The Apostle Peter describes us in 1 Peter 2: 2 as being like newborn babies, craving pure spiritual milk, so that by it we may grow up in our salvation, now that we have tasted that the Lord is good. Just as children want to grow up and be like their big brother or sister or like their parents, so to do new Christians who are like spiritual newborn babies that want to grow up to be just like mature Christians. Once we see our need for God’s Word and begin to find nourishment in Christ, our spiritual appetite will increase, and we will start to mature.

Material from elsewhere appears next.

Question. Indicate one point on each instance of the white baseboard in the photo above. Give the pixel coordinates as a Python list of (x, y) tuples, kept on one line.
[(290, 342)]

Our duty to God is to teach correctly from His Word, helping Christians to understand what is right and wrong in God’s eyes. And when we love one another, our freedom should be less important to us than strengthening the faith of a brother or sister in Christ. The question is; how strong is your desire for God’s Word and are you willing to show your love by example?
Please pray with me.
Most gracious and loving God, we know that like children you guide us and teach us your ways. You stand by us as we learn the hard lessons of life. You bring us along like babies nurturing us and helping us to grow into the strong and healthy followers that you would have us be. Help us to learn from the wisdom of mature Christians the paths that we should follow and as we grow in our relationship to you keep us mindful of our obligation to teach and mentor new Christians in your ways and not do anything that would cause them to fall away from you and sin. We walk this journey together with those who have also come to know you giving us the strength to face the challenges of life as a people united by your love, mercy and grace. In the name of your precious son, who loves each one of us individually as a brother or a sister, we pray, amen.